Democrats have attributed the city’s governance problems to a legitimacy shortfall in the absence of democratic elections. But Cullen disagreed, arguing the British colonial government was regarded as legitimate without a democratic process.
He quoted Professor Joseph Weiler of New York University, who has suggested there are two kinds of legitimacy – process democracy generated from a democratic election, and result legitimacy derived from a government’s performance.
“The high legitimacy in British Hong Kong was because they did very well in performance,” Cullen said.
The current administration, despite not being popularly elected, could still win the same legitimacy through hard work, he said.

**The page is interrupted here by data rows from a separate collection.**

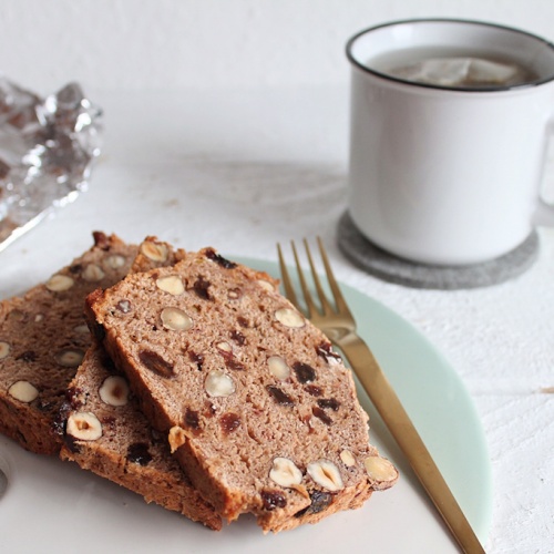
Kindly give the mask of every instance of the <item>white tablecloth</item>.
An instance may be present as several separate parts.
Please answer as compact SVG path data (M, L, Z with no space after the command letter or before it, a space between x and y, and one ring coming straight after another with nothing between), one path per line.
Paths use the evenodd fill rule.
M88 92L105 110L90 191L0 253L2 298L88 248L93 229L265 259L276 259L276 242L320 235L338 278L411 321L471 393L494 479L488 551L554 552L554 230L540 229L538 260L505 284L388 284L335 243L346 208L347 90Z

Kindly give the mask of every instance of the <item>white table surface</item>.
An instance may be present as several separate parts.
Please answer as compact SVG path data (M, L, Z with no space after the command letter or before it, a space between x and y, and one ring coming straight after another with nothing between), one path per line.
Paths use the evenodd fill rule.
M93 229L271 260L276 242L320 235L337 277L412 322L471 393L494 479L488 551L554 552L554 230L540 229L538 260L509 283L388 284L335 243L348 90L88 92L105 111L90 189L0 253L1 298L48 278L90 246Z

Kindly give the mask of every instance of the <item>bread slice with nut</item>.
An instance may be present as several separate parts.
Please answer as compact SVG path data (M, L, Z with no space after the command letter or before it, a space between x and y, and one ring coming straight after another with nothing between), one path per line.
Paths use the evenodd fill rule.
M146 237L131 273L173 265L185 256L167 243ZM95 341L70 383L60 412L62 460L109 479L207 527L222 519L192 486L167 442L154 431L130 394L127 380Z
M85 296L122 279L136 256L115 235L93 237L91 249L47 283L0 302L0 432L31 452L60 450L52 424L92 342Z
M396 482L350 371L266 274L204 248L86 306L144 414L223 517L253 513L277 532Z

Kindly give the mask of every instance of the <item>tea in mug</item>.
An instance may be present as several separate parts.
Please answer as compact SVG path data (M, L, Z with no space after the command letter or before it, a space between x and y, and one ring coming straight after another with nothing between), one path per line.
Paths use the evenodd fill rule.
M494 89L531 83L538 74L502 55L456 48L414 48L372 59L368 66L390 76L438 86Z

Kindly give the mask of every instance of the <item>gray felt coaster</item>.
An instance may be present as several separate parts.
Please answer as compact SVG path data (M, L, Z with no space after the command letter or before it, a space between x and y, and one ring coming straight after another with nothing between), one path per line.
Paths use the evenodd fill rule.
M538 235L533 230L520 246L490 261L468 266L418 264L375 246L361 235L348 213L339 220L338 244L348 259L376 277L441 290L486 287L512 279L529 269L538 255Z

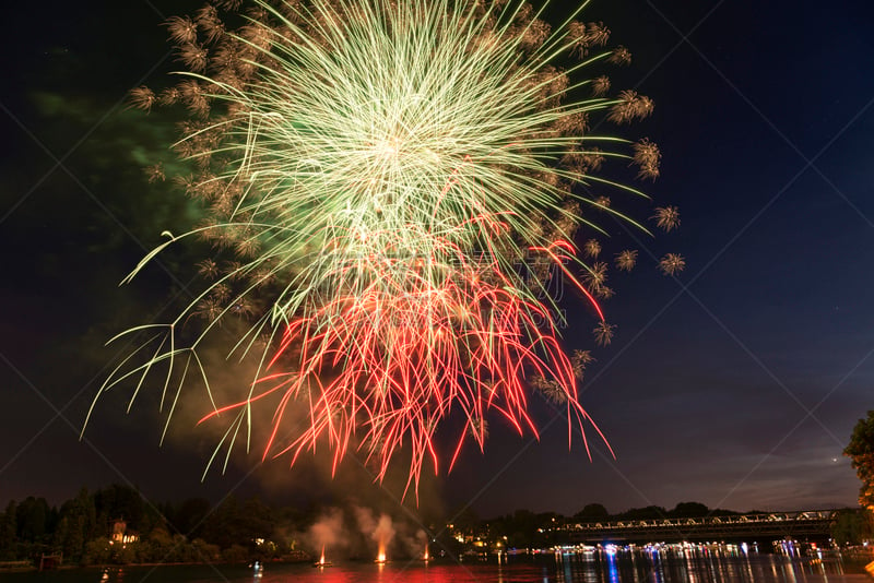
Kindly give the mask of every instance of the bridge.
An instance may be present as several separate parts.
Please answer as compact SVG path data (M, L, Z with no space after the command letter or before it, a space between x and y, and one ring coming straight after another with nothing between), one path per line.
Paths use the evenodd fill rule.
M557 531L571 543L678 543L716 540L827 540L837 510L567 523Z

Loh and Cullen argued that for Hong Kong to write its own story free from colonial burden, it would have to accept China and the city’s role in the country. Only by doing so could the narrative in Hong Kong shift from one of “resisting” Beijing to advancement for the betterment of all.
The city was a natural centre for the world to understand China and should serve as a translator and decoder for foreigners interested in the country, they said. However, Hong Kong was resisting that role because of the anxiety many still held about the nation.
“You do not have to adopt [China’s] views, but it would help enormously if you could see how they see things, by standing in somebody else’s shoes,” Cullen said.
Loh believed history, heritage, arts and culture on the mainland could bring the two sides closer. While China’s “stiff” politics were often a turn-off, these softer aspects of the country were “attractive”.
The pair emphasised the importance of understanding instead of confrontation. But Loh said she had no regrets about joining the governing team of former leader Leung Chun-ying, who was accused of doing the opposite with a more hardline approach towards democracy campaigners.
Leung was leading the city during the Occupy protests, and some critics have attributed growing pro-independence sentiment to his policies. More recently he has led a chorus of criticism against these separatists.
Asked if Leung’s recent remarks had been counterproductive, Loh said: “Leung is Leung ... We are talking about a much bigger issue here, and in the longer term these things don’t matter that much.”